How does the president respond to this swirling charge sheet? With secrecy orders. These injunctions, concealing evidence for a century, have been applied to all manner of “sensitive” information: the detailed expenses of Mr. Bolsonaro’s corporate credit card; the army’s disciplinary process that acquitted a general and former health minister for having participated in a pro-Bolsonaro demonstration; and fiscal reports from the corruption investigation targeting his eldest son. This is a far cry from the man who, early in his tenure, bragged of bringing “transparency above all else!”

If secrecy doesn’t work, there’s obstruction. Mr. Bolsonaro has frequently been accused of trying to obtain privileged information from investigations, or to stymie them altogether. In the most notorious instance, the president was accused by his own former minister of justice of interfering with the independence of the Federal Police. It’s a credible charge. After all, in a leaked recording of a ministerial meeting two years ago, Mr. Bolsonaro was caught saying that he wasn’t going to “wait to see my family or my friends get screwed” when he could just as well replace law enforcement officials.

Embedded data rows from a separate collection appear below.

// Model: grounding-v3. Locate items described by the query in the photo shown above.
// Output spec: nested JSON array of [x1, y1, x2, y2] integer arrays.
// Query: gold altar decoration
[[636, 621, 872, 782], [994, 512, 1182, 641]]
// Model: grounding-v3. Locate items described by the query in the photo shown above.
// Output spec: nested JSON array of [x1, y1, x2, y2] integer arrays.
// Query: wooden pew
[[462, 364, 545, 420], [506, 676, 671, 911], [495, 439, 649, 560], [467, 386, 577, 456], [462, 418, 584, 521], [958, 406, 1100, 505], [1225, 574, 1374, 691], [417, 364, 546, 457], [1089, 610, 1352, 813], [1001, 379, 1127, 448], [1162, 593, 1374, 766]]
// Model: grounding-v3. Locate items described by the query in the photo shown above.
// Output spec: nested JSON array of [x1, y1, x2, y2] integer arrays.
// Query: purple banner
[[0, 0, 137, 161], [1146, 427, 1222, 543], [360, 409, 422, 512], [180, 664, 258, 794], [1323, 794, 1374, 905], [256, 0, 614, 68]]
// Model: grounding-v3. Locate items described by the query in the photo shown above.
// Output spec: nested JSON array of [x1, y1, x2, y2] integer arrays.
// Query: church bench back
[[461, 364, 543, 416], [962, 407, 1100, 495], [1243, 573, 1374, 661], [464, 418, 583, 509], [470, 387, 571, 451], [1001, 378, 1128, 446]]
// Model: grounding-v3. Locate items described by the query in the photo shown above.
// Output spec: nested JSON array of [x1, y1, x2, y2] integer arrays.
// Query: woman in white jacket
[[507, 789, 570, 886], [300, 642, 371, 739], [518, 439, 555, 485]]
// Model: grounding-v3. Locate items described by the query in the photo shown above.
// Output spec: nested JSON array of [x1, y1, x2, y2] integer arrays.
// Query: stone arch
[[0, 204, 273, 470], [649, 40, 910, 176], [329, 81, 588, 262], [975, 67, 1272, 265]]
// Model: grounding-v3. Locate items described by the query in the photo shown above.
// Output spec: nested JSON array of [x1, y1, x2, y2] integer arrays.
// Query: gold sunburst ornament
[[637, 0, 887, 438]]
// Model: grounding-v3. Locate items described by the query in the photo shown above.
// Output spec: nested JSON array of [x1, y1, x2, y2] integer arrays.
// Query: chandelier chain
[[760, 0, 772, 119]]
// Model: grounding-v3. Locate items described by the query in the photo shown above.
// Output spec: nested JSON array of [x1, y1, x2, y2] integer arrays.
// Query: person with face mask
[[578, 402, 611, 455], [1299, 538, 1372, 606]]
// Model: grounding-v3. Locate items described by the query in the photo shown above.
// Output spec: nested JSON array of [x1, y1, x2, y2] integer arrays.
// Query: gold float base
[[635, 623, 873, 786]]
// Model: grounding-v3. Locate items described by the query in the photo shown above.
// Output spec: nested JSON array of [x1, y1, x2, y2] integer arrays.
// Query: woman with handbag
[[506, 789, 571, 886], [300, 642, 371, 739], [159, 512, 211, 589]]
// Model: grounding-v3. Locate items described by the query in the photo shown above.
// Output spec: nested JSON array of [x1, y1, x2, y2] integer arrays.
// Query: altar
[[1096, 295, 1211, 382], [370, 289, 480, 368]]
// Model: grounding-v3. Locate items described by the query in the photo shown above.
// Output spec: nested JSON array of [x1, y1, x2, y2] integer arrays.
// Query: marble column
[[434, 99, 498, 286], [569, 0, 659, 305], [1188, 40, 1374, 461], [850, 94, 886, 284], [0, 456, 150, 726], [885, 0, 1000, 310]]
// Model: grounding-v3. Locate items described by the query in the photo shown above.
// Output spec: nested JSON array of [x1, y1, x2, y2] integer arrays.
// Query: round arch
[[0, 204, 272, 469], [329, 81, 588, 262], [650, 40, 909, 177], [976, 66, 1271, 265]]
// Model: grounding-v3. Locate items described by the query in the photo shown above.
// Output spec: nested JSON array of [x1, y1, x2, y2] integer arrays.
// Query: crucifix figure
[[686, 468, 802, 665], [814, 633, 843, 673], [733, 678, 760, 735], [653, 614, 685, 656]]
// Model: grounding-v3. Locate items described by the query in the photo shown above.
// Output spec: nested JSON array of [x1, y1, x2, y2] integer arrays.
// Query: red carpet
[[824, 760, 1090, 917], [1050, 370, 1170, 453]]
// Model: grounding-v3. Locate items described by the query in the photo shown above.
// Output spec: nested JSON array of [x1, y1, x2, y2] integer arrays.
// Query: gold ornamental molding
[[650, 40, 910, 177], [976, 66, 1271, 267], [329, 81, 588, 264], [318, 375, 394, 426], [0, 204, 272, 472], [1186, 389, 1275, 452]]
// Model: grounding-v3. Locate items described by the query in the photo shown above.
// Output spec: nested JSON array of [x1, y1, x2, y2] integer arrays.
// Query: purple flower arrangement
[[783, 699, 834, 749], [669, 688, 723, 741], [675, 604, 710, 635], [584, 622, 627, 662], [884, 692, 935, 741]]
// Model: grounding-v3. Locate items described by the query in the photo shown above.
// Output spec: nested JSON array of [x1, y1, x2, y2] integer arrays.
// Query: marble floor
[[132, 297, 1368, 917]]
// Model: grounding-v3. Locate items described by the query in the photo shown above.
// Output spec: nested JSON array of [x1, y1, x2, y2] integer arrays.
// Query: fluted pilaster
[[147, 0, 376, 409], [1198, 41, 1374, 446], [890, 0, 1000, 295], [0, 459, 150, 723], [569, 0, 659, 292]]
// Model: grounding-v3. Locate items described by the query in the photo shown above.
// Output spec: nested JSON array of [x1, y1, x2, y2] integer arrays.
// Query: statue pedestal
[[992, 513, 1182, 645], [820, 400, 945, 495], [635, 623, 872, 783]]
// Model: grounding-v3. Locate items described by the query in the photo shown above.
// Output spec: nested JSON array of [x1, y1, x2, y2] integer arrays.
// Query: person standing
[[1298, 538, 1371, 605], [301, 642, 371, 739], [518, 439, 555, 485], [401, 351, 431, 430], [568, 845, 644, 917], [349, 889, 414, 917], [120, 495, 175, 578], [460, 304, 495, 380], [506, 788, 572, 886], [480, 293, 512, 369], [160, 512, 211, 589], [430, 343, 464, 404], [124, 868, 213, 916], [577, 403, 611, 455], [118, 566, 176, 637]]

To exercise that power, though, he needs to keep his job. With that in mind, Mr. Bolsonaro has been handing out top government jobs and using a pot of funds, called a “secret budget” for its lack of transparency, to guarantee the support of centrist lawmakers. Given the strength of calls for impeachment — as of December 2021, over 130 requests had been filed against him — a bank of support is crucial. The strategy is no secret: Mr. Bolsonaro confessed to doing both in order to “placate Congress.” He denies that the budget is secret, despite the fact that those who request funds from it remain anonymous.

But the bigger challenge is winning over the electorate. There, again, Mr. Bolsonaro is resorting to tricks and workarounds. In July, Congress passed a constitutional amendment — nicknamed the “kamikaze bill” by the minister of the economy — that grants the government the right to spend an extra $7.6 billion on welfare payments and other benefits until Dec. 31. If it sounds like a shameless attempt to gin up support across the country, that’s because it is.

Whether it will help the president’s cause, who knows. But the signal it sends is unmistakable: Mr. Bolsonaro is desperate to avoid defeat. And he has every reason to be.